Watson School of Biological Sciences.
Genes Dev. 2014 Apr 1;28(7):797-807. doi: 10.1101/gad.235622.113.
In animals, piRNAs and their associated Piwi proteins guard germ cell genomes against mobile genetic elements via an RNAi-like mechanism. In Caenorhabditis elegans, 21U-RNAs comprise the piRNA class, and these collaborate with 22G RNAs via unclear mechanisms to discriminate self from nonself and selectively and heritably silence the latter. Recent work indicates that 21U-RNAs are post-transcriptional processing products of individual transcription units that produce ∼ 26-nucleotide capped precursors. However, nothing is known of how the expression of precursors is controlled or how primary transcripts give rise to mature small RNAs. We conducted a genome-wide RNAi screen to identify components of the 21U biogenesis machinery. Screening by direct, quantitative PCR (qPCR)-based measurements of mature 21U-RNA levels, we identified 22 genes important for 21U-RNA production, termed TOFUs (Twenty-One-u Fouled Ups). We also identified seven genes that normally repress 21U production. By measuring mature 21U-RNA and precursor levels for the seven strongest hits from the screen, we assigned factors to discrete stages of 21U-RNA production. Our work identifies for the first time factors separately required for the transcription of 21U precursors and the processing of these precursors into mature 21U-RNAs, thereby providing a resource for studying the biogenesis of this important small RNA class.

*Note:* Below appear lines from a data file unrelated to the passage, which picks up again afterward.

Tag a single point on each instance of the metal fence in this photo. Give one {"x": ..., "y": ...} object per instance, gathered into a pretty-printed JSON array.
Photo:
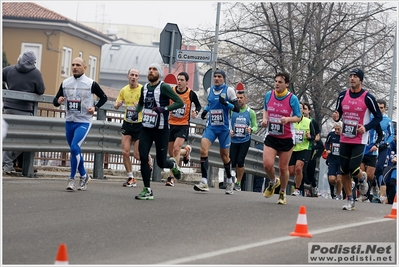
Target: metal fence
[{"x": 42, "y": 137}]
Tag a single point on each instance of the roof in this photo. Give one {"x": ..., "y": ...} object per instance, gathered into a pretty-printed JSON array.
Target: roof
[
  {"x": 119, "y": 58},
  {"x": 35, "y": 12}
]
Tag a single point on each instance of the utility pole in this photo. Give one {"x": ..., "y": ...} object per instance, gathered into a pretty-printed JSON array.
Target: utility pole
[
  {"x": 215, "y": 47},
  {"x": 393, "y": 78}
]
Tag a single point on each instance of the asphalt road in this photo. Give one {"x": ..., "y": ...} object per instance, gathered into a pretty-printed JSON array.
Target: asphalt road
[{"x": 105, "y": 225}]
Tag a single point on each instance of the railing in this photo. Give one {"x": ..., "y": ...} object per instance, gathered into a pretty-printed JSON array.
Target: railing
[{"x": 47, "y": 134}]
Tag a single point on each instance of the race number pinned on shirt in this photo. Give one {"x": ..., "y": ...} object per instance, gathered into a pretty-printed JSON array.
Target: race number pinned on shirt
[
  {"x": 74, "y": 105},
  {"x": 130, "y": 112},
  {"x": 275, "y": 126},
  {"x": 150, "y": 118},
  {"x": 179, "y": 113},
  {"x": 299, "y": 137},
  {"x": 217, "y": 117},
  {"x": 349, "y": 128},
  {"x": 335, "y": 149},
  {"x": 239, "y": 130}
]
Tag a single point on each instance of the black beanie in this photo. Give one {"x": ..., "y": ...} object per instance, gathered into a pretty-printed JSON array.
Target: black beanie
[
  {"x": 358, "y": 72},
  {"x": 218, "y": 71}
]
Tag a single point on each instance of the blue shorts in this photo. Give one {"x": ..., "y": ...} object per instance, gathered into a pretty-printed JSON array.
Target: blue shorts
[
  {"x": 223, "y": 136},
  {"x": 333, "y": 168}
]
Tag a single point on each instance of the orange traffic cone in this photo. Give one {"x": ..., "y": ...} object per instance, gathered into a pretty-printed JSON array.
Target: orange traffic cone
[
  {"x": 62, "y": 256},
  {"x": 393, "y": 211},
  {"x": 301, "y": 227}
]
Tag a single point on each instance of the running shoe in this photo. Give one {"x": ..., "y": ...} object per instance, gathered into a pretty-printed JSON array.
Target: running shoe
[
  {"x": 170, "y": 181},
  {"x": 282, "y": 198},
  {"x": 338, "y": 197},
  {"x": 362, "y": 198},
  {"x": 186, "y": 157},
  {"x": 237, "y": 187},
  {"x": 83, "y": 182},
  {"x": 10, "y": 171},
  {"x": 201, "y": 186},
  {"x": 350, "y": 205},
  {"x": 364, "y": 186},
  {"x": 296, "y": 193},
  {"x": 315, "y": 192},
  {"x": 145, "y": 195},
  {"x": 175, "y": 170},
  {"x": 131, "y": 182},
  {"x": 230, "y": 188},
  {"x": 71, "y": 185},
  {"x": 270, "y": 189}
]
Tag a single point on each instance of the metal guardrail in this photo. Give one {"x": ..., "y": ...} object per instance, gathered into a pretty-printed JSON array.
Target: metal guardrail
[{"x": 46, "y": 134}]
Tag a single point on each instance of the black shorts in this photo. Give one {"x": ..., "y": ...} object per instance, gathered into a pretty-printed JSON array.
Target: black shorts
[
  {"x": 303, "y": 155},
  {"x": 180, "y": 131},
  {"x": 279, "y": 144},
  {"x": 132, "y": 129},
  {"x": 370, "y": 160}
]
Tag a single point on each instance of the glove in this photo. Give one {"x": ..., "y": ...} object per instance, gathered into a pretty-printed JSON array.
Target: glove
[
  {"x": 159, "y": 110},
  {"x": 203, "y": 114},
  {"x": 135, "y": 116},
  {"x": 223, "y": 101},
  {"x": 383, "y": 146}
]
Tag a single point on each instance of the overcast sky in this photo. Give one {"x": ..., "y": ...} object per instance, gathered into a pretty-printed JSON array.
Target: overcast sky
[{"x": 186, "y": 14}]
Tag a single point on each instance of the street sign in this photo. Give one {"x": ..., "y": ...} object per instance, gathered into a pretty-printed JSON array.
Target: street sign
[
  {"x": 240, "y": 87},
  {"x": 206, "y": 81},
  {"x": 170, "y": 40},
  {"x": 194, "y": 55},
  {"x": 170, "y": 79}
]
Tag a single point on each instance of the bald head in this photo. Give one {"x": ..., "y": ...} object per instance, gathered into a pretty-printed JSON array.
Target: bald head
[{"x": 78, "y": 66}]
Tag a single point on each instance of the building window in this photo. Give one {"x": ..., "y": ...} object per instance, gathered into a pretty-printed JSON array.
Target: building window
[
  {"x": 66, "y": 61},
  {"x": 92, "y": 67},
  {"x": 35, "y": 48}
]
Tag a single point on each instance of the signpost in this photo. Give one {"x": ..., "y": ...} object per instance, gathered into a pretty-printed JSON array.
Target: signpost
[
  {"x": 170, "y": 40},
  {"x": 240, "y": 87},
  {"x": 207, "y": 80},
  {"x": 170, "y": 79},
  {"x": 194, "y": 55}
]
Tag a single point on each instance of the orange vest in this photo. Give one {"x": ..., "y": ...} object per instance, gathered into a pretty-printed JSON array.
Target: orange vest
[{"x": 181, "y": 116}]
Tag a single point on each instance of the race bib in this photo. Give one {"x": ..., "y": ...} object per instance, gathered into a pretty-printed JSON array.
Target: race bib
[
  {"x": 179, "y": 113},
  {"x": 150, "y": 118},
  {"x": 335, "y": 149},
  {"x": 349, "y": 128},
  {"x": 239, "y": 130},
  {"x": 74, "y": 105},
  {"x": 299, "y": 137},
  {"x": 130, "y": 111},
  {"x": 217, "y": 117},
  {"x": 275, "y": 126}
]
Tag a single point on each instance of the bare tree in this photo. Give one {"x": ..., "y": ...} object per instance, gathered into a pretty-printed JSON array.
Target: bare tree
[{"x": 317, "y": 43}]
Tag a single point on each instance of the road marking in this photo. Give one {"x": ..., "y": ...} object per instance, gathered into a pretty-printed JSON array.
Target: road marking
[{"x": 266, "y": 242}]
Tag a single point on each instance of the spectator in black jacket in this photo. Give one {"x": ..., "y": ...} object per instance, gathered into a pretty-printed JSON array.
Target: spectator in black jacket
[{"x": 23, "y": 77}]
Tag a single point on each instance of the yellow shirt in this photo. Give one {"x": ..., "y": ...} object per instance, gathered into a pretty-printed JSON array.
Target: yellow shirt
[{"x": 131, "y": 98}]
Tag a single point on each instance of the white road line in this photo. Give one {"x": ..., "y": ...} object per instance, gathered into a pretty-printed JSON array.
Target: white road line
[{"x": 266, "y": 242}]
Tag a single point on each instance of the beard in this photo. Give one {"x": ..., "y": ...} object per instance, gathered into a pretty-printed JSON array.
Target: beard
[{"x": 153, "y": 78}]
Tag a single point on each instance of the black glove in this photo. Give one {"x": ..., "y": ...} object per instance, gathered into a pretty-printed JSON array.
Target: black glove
[
  {"x": 159, "y": 110},
  {"x": 135, "y": 116},
  {"x": 222, "y": 101},
  {"x": 383, "y": 146},
  {"x": 203, "y": 114}
]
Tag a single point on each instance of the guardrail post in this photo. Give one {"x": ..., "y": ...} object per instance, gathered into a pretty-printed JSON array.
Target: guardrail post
[
  {"x": 98, "y": 167},
  {"x": 156, "y": 172},
  {"x": 249, "y": 183},
  {"x": 27, "y": 164}
]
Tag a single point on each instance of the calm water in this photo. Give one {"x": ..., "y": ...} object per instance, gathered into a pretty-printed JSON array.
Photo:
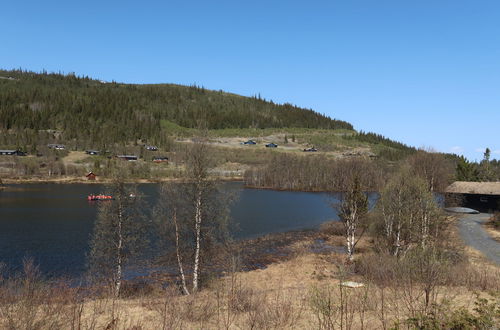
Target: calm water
[{"x": 52, "y": 223}]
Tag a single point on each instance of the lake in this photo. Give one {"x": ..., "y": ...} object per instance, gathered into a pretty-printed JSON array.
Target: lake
[{"x": 52, "y": 223}]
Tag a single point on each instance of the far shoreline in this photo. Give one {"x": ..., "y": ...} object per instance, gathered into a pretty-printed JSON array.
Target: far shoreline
[{"x": 76, "y": 180}]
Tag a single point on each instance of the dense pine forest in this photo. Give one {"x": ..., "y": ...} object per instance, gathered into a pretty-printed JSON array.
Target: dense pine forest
[{"x": 95, "y": 111}]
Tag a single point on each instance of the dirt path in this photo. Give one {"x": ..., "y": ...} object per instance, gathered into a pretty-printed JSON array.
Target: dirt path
[{"x": 474, "y": 235}]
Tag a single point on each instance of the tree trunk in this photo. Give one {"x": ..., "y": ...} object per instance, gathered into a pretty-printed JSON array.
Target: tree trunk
[
  {"x": 179, "y": 261},
  {"x": 118, "y": 280},
  {"x": 198, "y": 233}
]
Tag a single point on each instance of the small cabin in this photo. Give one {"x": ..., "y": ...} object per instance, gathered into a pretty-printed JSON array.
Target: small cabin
[
  {"x": 160, "y": 159},
  {"x": 56, "y": 146},
  {"x": 127, "y": 157},
  {"x": 481, "y": 196},
  {"x": 12, "y": 153}
]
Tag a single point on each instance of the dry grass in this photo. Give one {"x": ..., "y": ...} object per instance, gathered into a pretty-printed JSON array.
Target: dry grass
[{"x": 301, "y": 291}]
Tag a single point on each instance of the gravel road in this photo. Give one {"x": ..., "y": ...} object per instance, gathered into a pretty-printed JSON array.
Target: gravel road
[{"x": 475, "y": 236}]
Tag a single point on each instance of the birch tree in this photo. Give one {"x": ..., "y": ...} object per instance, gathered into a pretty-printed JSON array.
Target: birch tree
[
  {"x": 194, "y": 218},
  {"x": 119, "y": 235},
  {"x": 408, "y": 214},
  {"x": 353, "y": 210}
]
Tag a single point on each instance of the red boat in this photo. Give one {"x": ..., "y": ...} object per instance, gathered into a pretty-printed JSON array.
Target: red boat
[{"x": 99, "y": 197}]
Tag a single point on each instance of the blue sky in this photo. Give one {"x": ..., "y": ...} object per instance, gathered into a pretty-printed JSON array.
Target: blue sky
[{"x": 426, "y": 73}]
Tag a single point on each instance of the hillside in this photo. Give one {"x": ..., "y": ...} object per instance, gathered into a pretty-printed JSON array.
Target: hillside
[
  {"x": 90, "y": 109},
  {"x": 37, "y": 109}
]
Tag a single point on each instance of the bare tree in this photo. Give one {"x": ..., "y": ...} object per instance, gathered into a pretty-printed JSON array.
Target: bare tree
[
  {"x": 119, "y": 234},
  {"x": 194, "y": 216},
  {"x": 407, "y": 213},
  {"x": 433, "y": 167},
  {"x": 353, "y": 210}
]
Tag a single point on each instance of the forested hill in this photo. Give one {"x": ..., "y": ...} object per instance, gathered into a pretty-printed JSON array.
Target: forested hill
[{"x": 85, "y": 108}]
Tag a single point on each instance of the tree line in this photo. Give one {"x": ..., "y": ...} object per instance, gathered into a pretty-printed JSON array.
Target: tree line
[
  {"x": 90, "y": 110},
  {"x": 321, "y": 173}
]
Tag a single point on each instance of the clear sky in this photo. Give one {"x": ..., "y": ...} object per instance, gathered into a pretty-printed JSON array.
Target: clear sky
[{"x": 424, "y": 72}]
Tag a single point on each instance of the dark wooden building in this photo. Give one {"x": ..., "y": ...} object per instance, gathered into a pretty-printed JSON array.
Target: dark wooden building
[
  {"x": 481, "y": 196},
  {"x": 127, "y": 157}
]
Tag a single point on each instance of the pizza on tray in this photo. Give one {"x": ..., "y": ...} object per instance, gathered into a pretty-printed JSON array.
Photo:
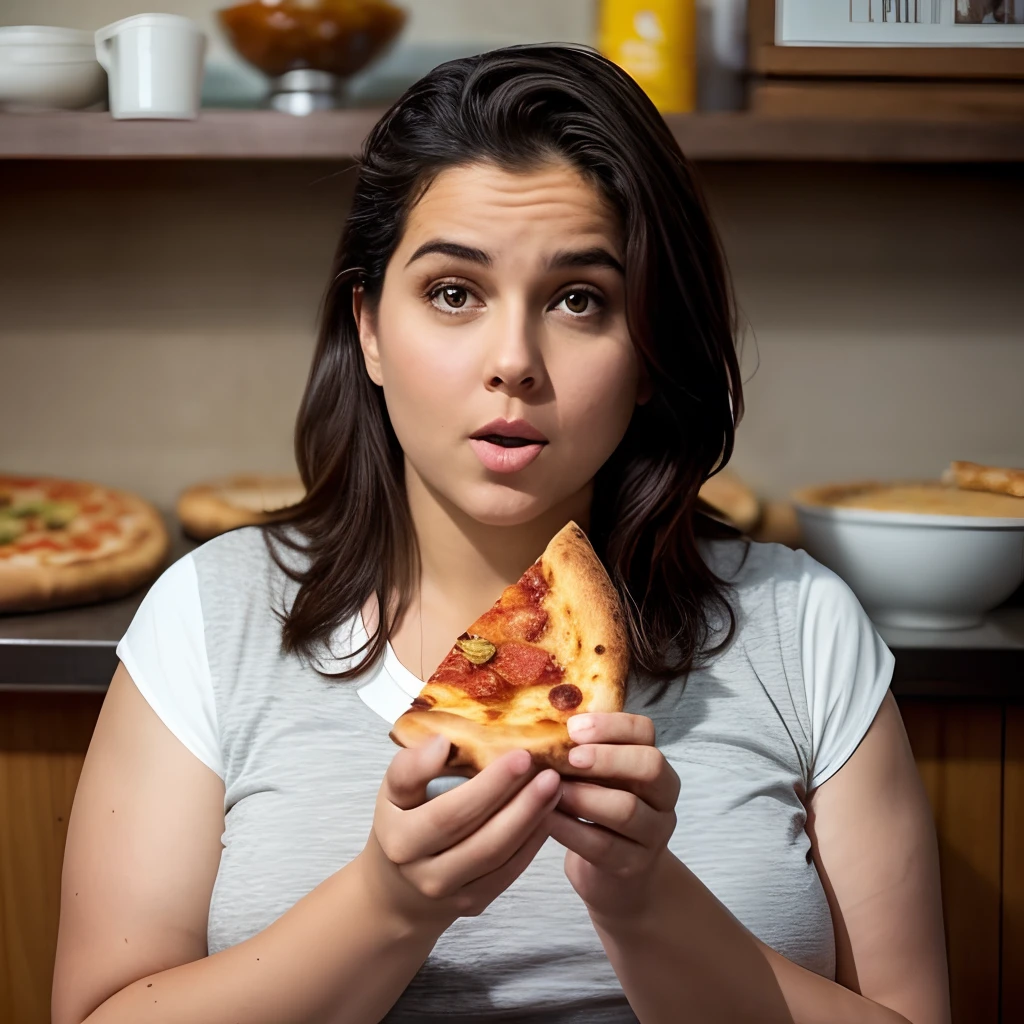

在动物中,piRNA 及其相关的 Piwi 蛋白通过类似于 RNAi 的机制保护生殖细胞基因组免受移动遗传元件的侵害。在秀丽隐杆线虫中,21U-RNAs 构成了 piRNA 类,这些 RNA 与 22G RNA 合作,通过不清楚的机制来区分自我和非自我,并选择性地和遗传性地沉默后者。最近的工作表明,21U-RNAs 是单个转录单元产生的约 26 个核苷酸加帽前体的转录后加工产物。然而,人们对前体的表达如何受到控制,以及初级转录本如何产生成熟的小 RNA 一无所知。我们进行了全基因组 RNAi 筛选,以鉴定 21U 生物发生机制的组成部分。通过直接、基于定量 PCR(qPCR)的成熟 21U-RNA 水平的定量测量进行筛选,我们鉴定了 22 个对 21U-RNA 产生重要的基因,称为 TOFUs(Twenty-One-u Fouled Ups)。我们还鉴定了七个通常抑制 21U 产生的基因。通过测量筛选中七个最强命中的成熟 21U-RNA 和前体水平,我们将因子分配到 21U-RNA 产生的离散阶段。我们的工作首次鉴定了分别需要转录 21U 前体和将这些前体加工成成熟 21U-RNAs 的因子,从而为研究这一重要小 RNA 类的生物发生提供了资源。